Downstairs goes quiet. There’s footsteps coming up. Usually that’s when I’d run out, fast.

Real cars

There was a time, Don remembered, when V8s ruled the highways. Proper cars. Valiants and Falcons. Chargers. Now the streets were clogged to a standstill with putt-putts. That’s what he called them. And what good had they done. Bugger all for all he could tell. The summers were hotter than Hades. Winter was cold but dry. The whole city drank recycled piss for God’s sake. And if a fella like him wanted to, if he hadn’t had his licence taken from him years ago, he couldn’t drive a decent car.

Lenny arrived. The kid was a disappointment. He worked for the government for a start, some sort of scientist. It was Lenny and that Clara who’d put him in this place.
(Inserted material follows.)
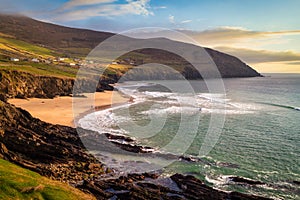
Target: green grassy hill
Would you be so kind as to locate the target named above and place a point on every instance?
(19, 183)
Against my will, Don grumbled as Lenny straightened the photos on his dresser. What sort of family…

You been taking your pills? said Lenny.

Those pills ‘ll kill me, said Don.

You wanna live like this? said Lenny.

Whadda you think. You tell me.

Take the pills Dad, said Lenny. They’ll either kill you or make you feel better. You can’t lose.

Bugger you, said Don. He knew the score. He’d been at the home longer than anyone. He’d watched the others arrive like him, defeated. He’d seen them come over all smiles for a while. He’d watched them getting taken out.

Happy, happy, happy, die, he said.

You’re making it up, Dad, said Lenny.

Am I? said Don. And you with your government job. Don’t talk to me about making things up.

He closed his eyes. His head filled with the scream of a big donk hauling steel from nought to a hundred in the time it took to smell rubber burning on tarmac. All the good things were gone now. Outside the last of the dying pine trees was being taken out. They’d planted cactuses.